Espantoso...

Há dias, ao fim de bastante tempo fui à minha caixa de correio pessoal. Sem dar por isso tinham-se passado seis meses desde a última vez que lá fora. E fui lá porque um amigo me disse que me tinha enviado um poema para eu comentar (como se eu fosse um especialista na matéria). A caixa estava cheia de mensagens, a maior parte delas era correio promocional de diversos produtos. É o que dá comprar qualquer coisa pela net - a seguir inundam-nos de publicidade. Não encontrei o tal poema que procurava (o Henrique julga que o enviou mas não enviou nada, coisa que a mim às vezes também me acontece). Mas deparei com uma mensagem que me surpreendeu e que muito me emocionou. Quem me escrevia tinha deixado essa mesma mensagem em Janeiro no meu post "Espantoso..." de 20/Out/06. Escrevi eu nesse post que nos anos sesssenta em Angola não eram muitos os negros que frequentavam a Escola, mas os que a frequentavam faziam-no na mesma escola que a dos brancos. Todos nos sentávamos nas mesmas carteira, bebíamos água da mesma torneira e jogavámos com a mesma bola, ao contrário do que sucedia nesses mesmos anos sessenta na democratíssima América. Aí a coisa piava mais fino. Nesse post mencionava os únicos colegas negros que frequentavam o Colégio onde eu andava: o Satumbo e o Chandamissa. O Satumbo sei que continua em Angola e já tive o prazer de o "ver", já, naturalmente, com menos cabelo e mais entradas, numa foto com um outro amigo de então, o "Garoupas". Quanto ao Chandamissa, colega de carteira, infelizmente apenas sabia que morrera na guerra que se seguiu à descolonização e que opôs o MPLA e a UNITA.

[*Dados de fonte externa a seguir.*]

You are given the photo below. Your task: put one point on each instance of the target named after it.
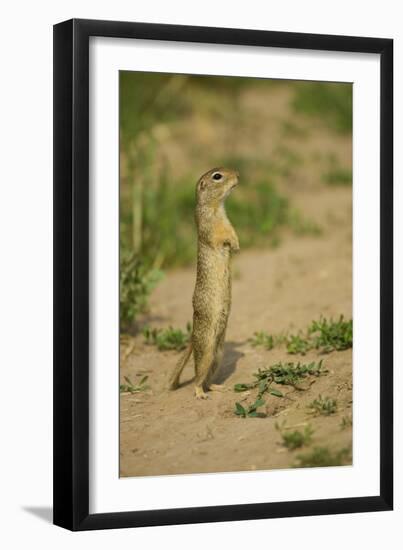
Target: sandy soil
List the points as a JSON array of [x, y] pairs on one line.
[[275, 290]]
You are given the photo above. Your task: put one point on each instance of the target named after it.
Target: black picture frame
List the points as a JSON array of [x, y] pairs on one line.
[[71, 274]]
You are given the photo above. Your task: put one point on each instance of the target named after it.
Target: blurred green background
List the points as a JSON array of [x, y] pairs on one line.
[[283, 137]]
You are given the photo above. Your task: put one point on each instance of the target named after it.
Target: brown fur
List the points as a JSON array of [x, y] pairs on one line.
[[217, 241]]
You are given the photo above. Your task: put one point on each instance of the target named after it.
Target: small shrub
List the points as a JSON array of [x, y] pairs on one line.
[[323, 405], [251, 410], [329, 335], [338, 176], [168, 339], [282, 374], [322, 456], [346, 422], [325, 335], [330, 103], [136, 283]]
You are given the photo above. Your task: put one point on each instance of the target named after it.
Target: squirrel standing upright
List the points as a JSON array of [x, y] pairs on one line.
[[217, 241]]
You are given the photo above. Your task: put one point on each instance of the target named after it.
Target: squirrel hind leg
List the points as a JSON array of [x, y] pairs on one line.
[[173, 383]]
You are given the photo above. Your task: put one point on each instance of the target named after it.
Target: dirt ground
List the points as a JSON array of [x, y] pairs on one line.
[[286, 288]]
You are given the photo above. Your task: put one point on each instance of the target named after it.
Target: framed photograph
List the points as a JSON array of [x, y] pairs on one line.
[[222, 274]]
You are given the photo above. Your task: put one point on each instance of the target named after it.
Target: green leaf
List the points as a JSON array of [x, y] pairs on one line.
[[241, 387], [276, 393]]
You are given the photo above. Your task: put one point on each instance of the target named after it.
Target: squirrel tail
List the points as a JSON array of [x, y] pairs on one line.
[[174, 379]]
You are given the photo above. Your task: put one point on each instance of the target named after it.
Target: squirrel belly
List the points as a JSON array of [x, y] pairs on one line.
[[217, 241]]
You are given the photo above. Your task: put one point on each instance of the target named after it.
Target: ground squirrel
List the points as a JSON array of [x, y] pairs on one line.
[[217, 241]]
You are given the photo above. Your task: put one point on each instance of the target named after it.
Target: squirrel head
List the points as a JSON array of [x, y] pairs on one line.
[[215, 185]]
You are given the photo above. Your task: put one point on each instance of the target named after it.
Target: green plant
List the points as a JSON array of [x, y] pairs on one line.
[[323, 405], [330, 335], [298, 344], [251, 410], [346, 422], [337, 176], [330, 103], [136, 283], [133, 388], [322, 456], [168, 339], [282, 374], [324, 335], [295, 439]]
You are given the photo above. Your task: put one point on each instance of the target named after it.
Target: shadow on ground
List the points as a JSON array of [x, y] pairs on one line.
[[231, 357]]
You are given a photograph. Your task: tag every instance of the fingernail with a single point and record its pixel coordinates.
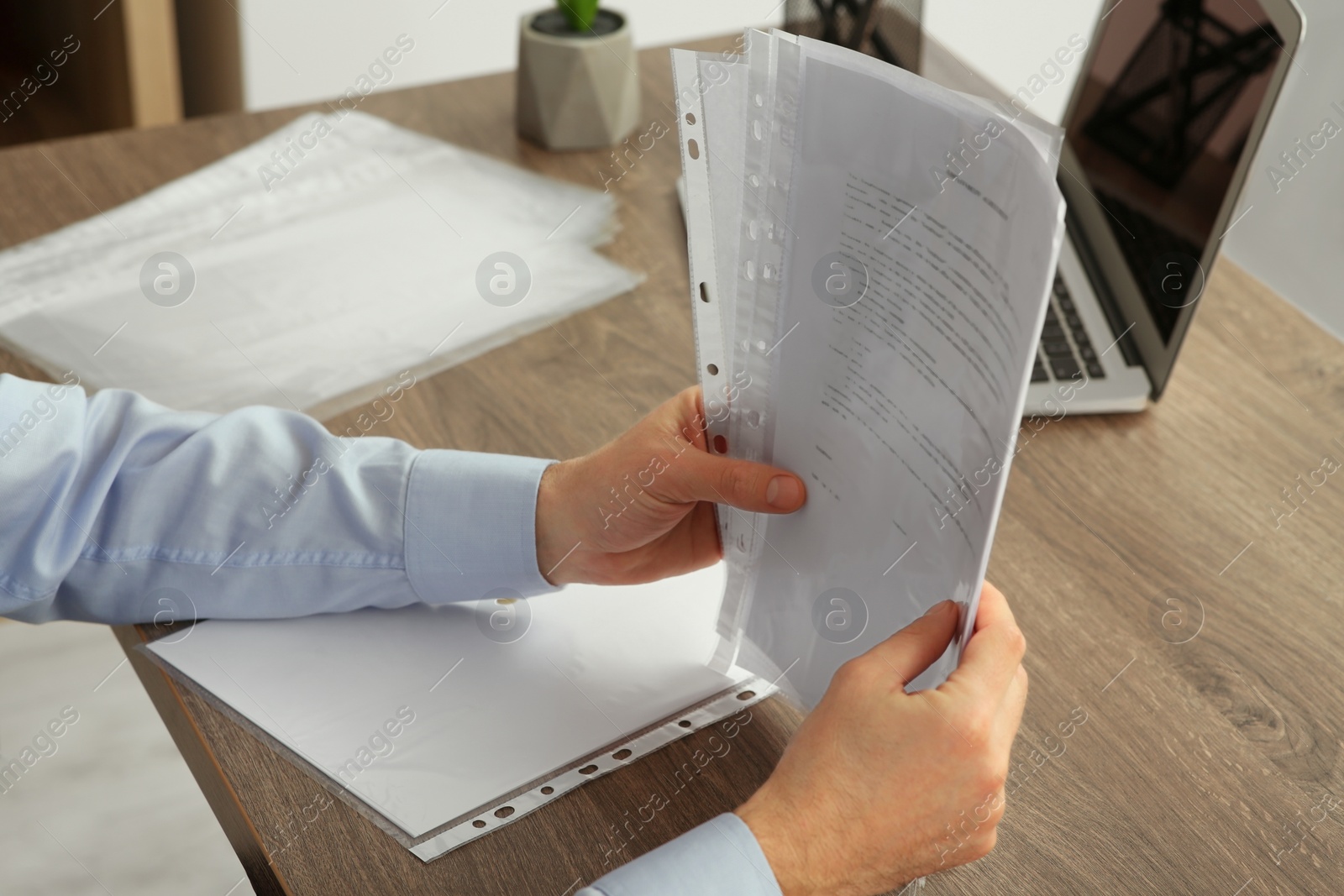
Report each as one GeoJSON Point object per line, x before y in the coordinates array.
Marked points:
{"type": "Point", "coordinates": [783, 492]}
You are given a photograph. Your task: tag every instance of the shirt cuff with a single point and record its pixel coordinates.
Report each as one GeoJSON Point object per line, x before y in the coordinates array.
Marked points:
{"type": "Point", "coordinates": [470, 526]}
{"type": "Point", "coordinates": [721, 856]}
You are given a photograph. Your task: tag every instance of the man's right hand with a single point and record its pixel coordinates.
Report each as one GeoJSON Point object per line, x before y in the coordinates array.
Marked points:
{"type": "Point", "coordinates": [879, 786]}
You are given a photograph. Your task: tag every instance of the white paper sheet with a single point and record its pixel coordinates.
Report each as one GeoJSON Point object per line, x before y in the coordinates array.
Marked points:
{"type": "Point", "coordinates": [898, 399]}
{"type": "Point", "coordinates": [362, 261]}
{"type": "Point", "coordinates": [484, 698]}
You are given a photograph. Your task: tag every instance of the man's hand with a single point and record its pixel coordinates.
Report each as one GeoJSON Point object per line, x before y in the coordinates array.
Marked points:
{"type": "Point", "coordinates": [642, 508]}
{"type": "Point", "coordinates": [879, 786]}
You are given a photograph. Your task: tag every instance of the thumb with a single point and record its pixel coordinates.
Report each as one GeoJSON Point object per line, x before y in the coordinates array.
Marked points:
{"type": "Point", "coordinates": [757, 488]}
{"type": "Point", "coordinates": [920, 644]}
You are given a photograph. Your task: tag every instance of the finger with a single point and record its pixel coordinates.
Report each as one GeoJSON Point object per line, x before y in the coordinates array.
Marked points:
{"type": "Point", "coordinates": [995, 649]}
{"type": "Point", "coordinates": [920, 644]}
{"type": "Point", "coordinates": [1010, 714]}
{"type": "Point", "coordinates": [759, 488]}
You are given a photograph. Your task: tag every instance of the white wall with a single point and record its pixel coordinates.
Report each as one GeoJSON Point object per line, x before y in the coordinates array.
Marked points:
{"type": "Point", "coordinates": [307, 50]}
{"type": "Point", "coordinates": [1292, 238]}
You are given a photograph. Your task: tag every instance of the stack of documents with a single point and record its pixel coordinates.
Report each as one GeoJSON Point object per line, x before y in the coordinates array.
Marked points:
{"type": "Point", "coordinates": [870, 266]}
{"type": "Point", "coordinates": [324, 258]}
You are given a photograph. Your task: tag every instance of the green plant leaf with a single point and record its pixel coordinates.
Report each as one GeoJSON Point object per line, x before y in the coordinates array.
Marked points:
{"type": "Point", "coordinates": [580, 13]}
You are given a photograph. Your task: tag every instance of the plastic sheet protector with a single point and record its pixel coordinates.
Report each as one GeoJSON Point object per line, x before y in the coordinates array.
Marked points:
{"type": "Point", "coordinates": [444, 723]}
{"type": "Point", "coordinates": [871, 257]}
{"type": "Point", "coordinates": [308, 269]}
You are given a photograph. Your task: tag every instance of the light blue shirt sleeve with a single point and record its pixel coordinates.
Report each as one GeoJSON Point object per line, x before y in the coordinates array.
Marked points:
{"type": "Point", "coordinates": [109, 500]}
{"type": "Point", "coordinates": [721, 857]}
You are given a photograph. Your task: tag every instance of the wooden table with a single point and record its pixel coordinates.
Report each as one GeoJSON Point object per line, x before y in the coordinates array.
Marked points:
{"type": "Point", "coordinates": [1200, 765]}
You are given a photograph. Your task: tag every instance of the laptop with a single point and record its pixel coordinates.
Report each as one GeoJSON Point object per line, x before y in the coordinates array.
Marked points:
{"type": "Point", "coordinates": [1159, 136]}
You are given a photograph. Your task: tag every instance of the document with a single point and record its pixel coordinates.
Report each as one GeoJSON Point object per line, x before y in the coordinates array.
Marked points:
{"type": "Point", "coordinates": [880, 288]}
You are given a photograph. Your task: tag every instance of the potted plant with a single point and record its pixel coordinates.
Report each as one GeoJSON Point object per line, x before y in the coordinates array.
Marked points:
{"type": "Point", "coordinates": [577, 82]}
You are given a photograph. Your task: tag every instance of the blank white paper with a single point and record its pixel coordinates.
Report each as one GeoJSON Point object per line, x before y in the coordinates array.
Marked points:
{"type": "Point", "coordinates": [492, 710]}
{"type": "Point", "coordinates": [358, 264]}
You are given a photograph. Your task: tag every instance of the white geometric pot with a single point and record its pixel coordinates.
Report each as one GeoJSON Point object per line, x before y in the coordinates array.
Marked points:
{"type": "Point", "coordinates": [575, 90]}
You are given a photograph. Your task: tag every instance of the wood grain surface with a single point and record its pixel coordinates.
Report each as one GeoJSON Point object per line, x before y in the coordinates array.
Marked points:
{"type": "Point", "coordinates": [1191, 629]}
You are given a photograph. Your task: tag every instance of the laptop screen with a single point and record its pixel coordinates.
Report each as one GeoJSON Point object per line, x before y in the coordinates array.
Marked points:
{"type": "Point", "coordinates": [1159, 123]}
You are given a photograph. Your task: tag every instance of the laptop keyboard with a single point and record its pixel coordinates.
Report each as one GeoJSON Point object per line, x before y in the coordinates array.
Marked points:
{"type": "Point", "coordinates": [1066, 349]}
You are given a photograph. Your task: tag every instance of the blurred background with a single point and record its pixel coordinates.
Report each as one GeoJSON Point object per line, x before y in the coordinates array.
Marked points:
{"type": "Point", "coordinates": [114, 809]}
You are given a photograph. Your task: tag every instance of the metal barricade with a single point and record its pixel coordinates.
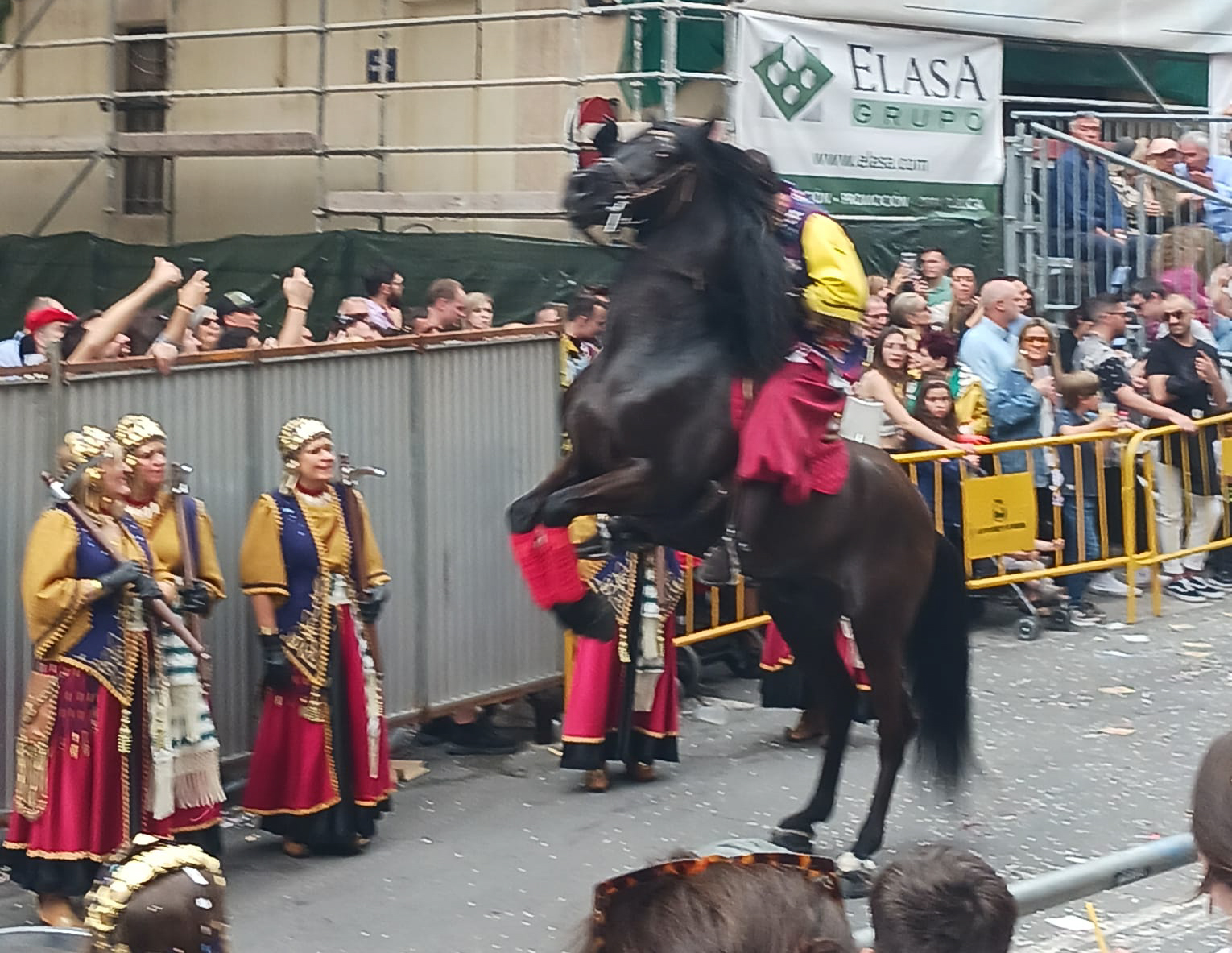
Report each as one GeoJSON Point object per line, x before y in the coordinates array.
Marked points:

A mensagem que muito me tocou dizia o seguinte:

"Quando lia o blog algo despertou-me a atenção, o nome "Chandamissa". Se estava a referir-se ao Serafim Chandamissa, este é o meu pai. Gostava imenso de trocar algumas impressões - Delman Chandamissa".

Já não me lembrava muito bem qual era o nome próprio do Chandamissa. Não parece, mas já se passaram 4o anos! Mas só podia ser ele. Senti emoção nas palavras do Chandamissa filho. Praguejei contra este mau hábito de não consultar diariamente a minha caixa de correio. Tive receio, dado o que tempo que já se passara, que o tm que o Delman me dera já não "funcionasse" e, acima de tudo, tive receio que o Delman pudesse pensar que eu não não tivesse ligado nenhuma à mensagem que me deixara. Peguei de imediato no tm e liguei-lhe. Estava ocupado. Insisti. Por fim falei com ele. Chegámos rapidamente à conclusão que o Chandamissa, meu colega, era, efectivamente, o pai dele. Serafim Lara Chandamissa. Contou-me que não chegara a conhecer o pai. O pai foi preso em 1979 pelo MPLA e nunca mais a família soube dele. A família não tem dúvidas nenhumas de que foi morto mas nunca lhe entregaram o corpo. Nunca. Naquele ano, no rescaldo do Golpe do 27 de Maio desapareceram, assim, centenas de pessoas. Diz-me o Delman que tudo o que cheirava a intelectual era ceifado. Eu sei que foi assim.
O Delman vive na margem Sul. Está no último ano de Gestão Informática na Lusófona. Ainda pensei que fosse bolseiro de Angola. Não. Trabalha e estuda. Gostei muito de saber. E gostei muito de falar com ele. Pareceu-me uma pessoa afável como, aliás, era o pai dele, embora marcado pelos acontecimentos e muito empenhado em valorizar-se. Combinámos um copo para um dia destes.
Convidei-o a estar presente no próximo Encontro dos Antigos Estudantes do Cubal. Disse-me que tinha o maior prazer em conhecer os colegas do pai. E nós teremos a maior a maior alegria em conhecer o fillho do Chandamissa. Vamos esperar pelo Encontro.